New home loan refinancing rates have dropped to below 4% and are at the lowest they have been since May of 2013. There are a lot of reasons for the falling rates: plummeting oil prices, weak economy globally, better U.S. dollar position in the global market. Another, perhaps more unlikely place, for the interest rate nudge downward is technology.


Increasing efficiency in technology has made interest rates drop. Ellie Mae, the leading software provider for the mortgage industry reports that lenders are able to create, develop and close home loans faster and more efficiently thanks to better technology. That saves them money that they can then pass on to borrowers in the form of lower interest.


Lenders use technology in many ways to process mortgages. Better technology means less paperwork, fewer man hours spent processing and approving loans, and fewer delays. Home loans are typically closed in as few as 37 days from the time a home buyer applies to the final closing date; some are even finalized in a month. The faster the loan process goes, the better the rates can be for home buyers.




Home loan refinances are special loans given to existing home owners to replace their current mortgage loan. When a home owner refinances, their existing mortgage is paid off completely, and the new loan terms take its place. In lender terms, the old loan is “satisfied” and a new mortgage is “originated.”


There are a few reasons home owners may consider refinancing their existing mortgages. Some of the reasons are the desire for better rates when interest drops below their loan rate, shortening the time period of the existing loan, cashing in on the equity they have in their home after paying on a mortgage for several years.


There is more than one type of home refinance. In the most basic form, refinances fit into three categories: cash-out, cash-in and rate-and-term.


Cash out refinance loans allow the home owner to refinance for the amount needed to pay off the existing mortgage, plus an additional amount they can use to purchase vacations, home improvements, fund college tuition or other uses. In order for a refinance to qualify in this category it must increase at least 5 percent over the old loan size.

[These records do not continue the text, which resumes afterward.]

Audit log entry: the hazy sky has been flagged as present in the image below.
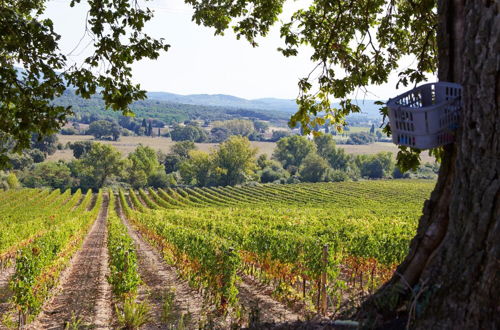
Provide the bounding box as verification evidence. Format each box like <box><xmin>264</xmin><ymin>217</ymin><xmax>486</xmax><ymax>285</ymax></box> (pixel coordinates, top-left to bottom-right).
<box><xmin>45</xmin><ymin>0</ymin><xmax>423</xmax><ymax>101</ymax></box>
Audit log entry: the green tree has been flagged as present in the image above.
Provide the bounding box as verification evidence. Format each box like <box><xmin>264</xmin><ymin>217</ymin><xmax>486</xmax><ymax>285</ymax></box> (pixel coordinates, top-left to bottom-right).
<box><xmin>127</xmin><ymin>145</ymin><xmax>164</xmax><ymax>188</ymax></box>
<box><xmin>259</xmin><ymin>159</ymin><xmax>289</xmax><ymax>183</ymax></box>
<box><xmin>147</xmin><ymin>171</ymin><xmax>171</xmax><ymax>189</ymax></box>
<box><xmin>314</xmin><ymin>134</ymin><xmax>337</xmax><ymax>159</ymax></box>
<box><xmin>171</xmin><ymin>141</ymin><xmax>197</xmax><ymax>159</ymax></box>
<box><xmin>273</xmin><ymin>135</ymin><xmax>316</xmax><ymax>169</ymax></box>
<box><xmin>269</xmin><ymin>130</ymin><xmax>290</xmax><ymax>142</ymax></box>
<box><xmin>8</xmin><ymin>152</ymin><xmax>34</xmax><ymax>170</ymax></box>
<box><xmin>256</xmin><ymin>154</ymin><xmax>269</xmax><ymax>170</ymax></box>
<box><xmin>6</xmin><ymin>148</ymin><xmax>47</xmax><ymax>170</ymax></box>
<box><xmin>299</xmin><ymin>153</ymin><xmax>332</xmax><ymax>183</ymax></box>
<box><xmin>170</xmin><ymin>124</ymin><xmax>207</xmax><ymax>142</ymax></box>
<box><xmin>0</xmin><ymin>171</ymin><xmax>20</xmax><ymax>190</ymax></box>
<box><xmin>31</xmin><ymin>134</ymin><xmax>58</xmax><ymax>155</ymax></box>
<box><xmin>68</xmin><ymin>141</ymin><xmax>94</xmax><ymax>159</ymax></box>
<box><xmin>87</xmin><ymin>120</ymin><xmax>121</xmax><ymax>141</ymax></box>
<box><xmin>179</xmin><ymin>150</ymin><xmax>214</xmax><ymax>187</ymax></box>
<box><xmin>162</xmin><ymin>141</ymin><xmax>196</xmax><ymax>174</ymax></box>
<box><xmin>163</xmin><ymin>154</ymin><xmax>182</xmax><ymax>174</ymax></box>
<box><xmin>213</xmin><ymin>136</ymin><xmax>257</xmax><ymax>186</ymax></box>
<box><xmin>314</xmin><ymin>134</ymin><xmax>351</xmax><ymax>171</ymax></box>
<box><xmin>355</xmin><ymin>152</ymin><xmax>395</xmax><ymax>179</ymax></box>
<box><xmin>210</xmin><ymin>127</ymin><xmax>230</xmax><ymax>143</ymax></box>
<box><xmin>346</xmin><ymin>132</ymin><xmax>376</xmax><ymax>145</ymax></box>
<box><xmin>6</xmin><ymin>172</ymin><xmax>20</xmax><ymax>189</ymax></box>
<box><xmin>213</xmin><ymin>119</ymin><xmax>255</xmax><ymax>137</ymax></box>
<box><xmin>21</xmin><ymin>162</ymin><xmax>75</xmax><ymax>190</ymax></box>
<box><xmin>75</xmin><ymin>143</ymin><xmax>124</xmax><ymax>190</ymax></box>
<box><xmin>253</xmin><ymin>120</ymin><xmax>269</xmax><ymax>134</ymax></box>
<box><xmin>0</xmin><ymin>0</ymin><xmax>169</xmax><ymax>165</ymax></box>
<box><xmin>147</xmin><ymin>121</ymin><xmax>153</xmax><ymax>136</ymax></box>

At closing the additional funds from a cash out refinance can be handed to the home owner, or directed to specific sources such as credit cards, student loans the IRS or other creditors.


Cash in loans are basically opposites to cash out. Instead of the home buyer getting money at closing, in a cash in refinance, the home owner pays additional money at closing to reduce the amount of the loan. Cash in loans allow home owners to reduce the amount of a monthly payment, or reduce the number of years a loan will take to pay off.


Cash in loans became very popular between 2007 and 2009 when home values were going down and home owners wanted to refinance, but didn’t have enough home value to qualify. The passing of HARP in 2009, the Home Affordable Refinance Program, helped many home owners get the financing they needed without having to pay extra money. Since 2009 over 3 million loans have been approved with HARP assistance.


Rate-and-Term mortgages often have no money differences at closing, but instead offer the home owner better terms on the mortgage. This type of refinance is very popular now with interest rates going down. It allows for the home owner to take advantage of the lower interest to reduce monthly payments without any additional input of money, or shorten the length of their loans while maintaining the same payments. According to Freddie Mac, the rate-and-term refinances are the most commonly requested type of refinance with over 70% of all home loans taking advantage of the better terms in the last quarter of 2014.




Home owners can rejoice at the speed that the new lower interest rates allow refinances to close. Ellie Mae manages over 3 millions loans every year and reports a typical closing time of 37 days. That is a better than 18% improvement in closing times over the previous year.


Lower interest rates are a big reason for this reduction in closing times. In spite of a slight surge last June, mortgage interest rates have gown down on a steady basis. Even so, up until October of 2014, most home owners didn’t even notice the rates dropping. Over most of the previous years, the rates had dropped so slowly that it seemed insignificant to the average home owner. That meant that with so few refinances in the works, lenders could get through those loans faster than ever before. To keep up, lenders were actively looking for more loans to provide to home owners resulting in lower rates to attract more loans. With current rates in the 3% area, refinances are increasing.


Thanks in large part to Ellie Mae’s advanced software system mortgages are closing faster as well. The better software makes lenders more efficient in their application process, disclosures are acquired more quickly, the software makes electronic signatures easier so there is less need for mailing and waiting for signed pages, things that simply weren’t an option in past decades. These advances have helped increase the speed at which a mortgage closed.


Ellie Mae reported an average of 37 days in 2014 where the typical closing time was 45 days in 2013. 5 days may not seem like a big deal, but in the mortgage industry it can mean a big difference in interest rates. Refinance interest is calculated based on how long a loan takes to close. A refinance loan that closes in 30 days gets better rates than one that closes in 45, and every 15 days will increase the rate by about 0.125%. So, while the economy is a driving factor in better rates, technology has a huge impact as well.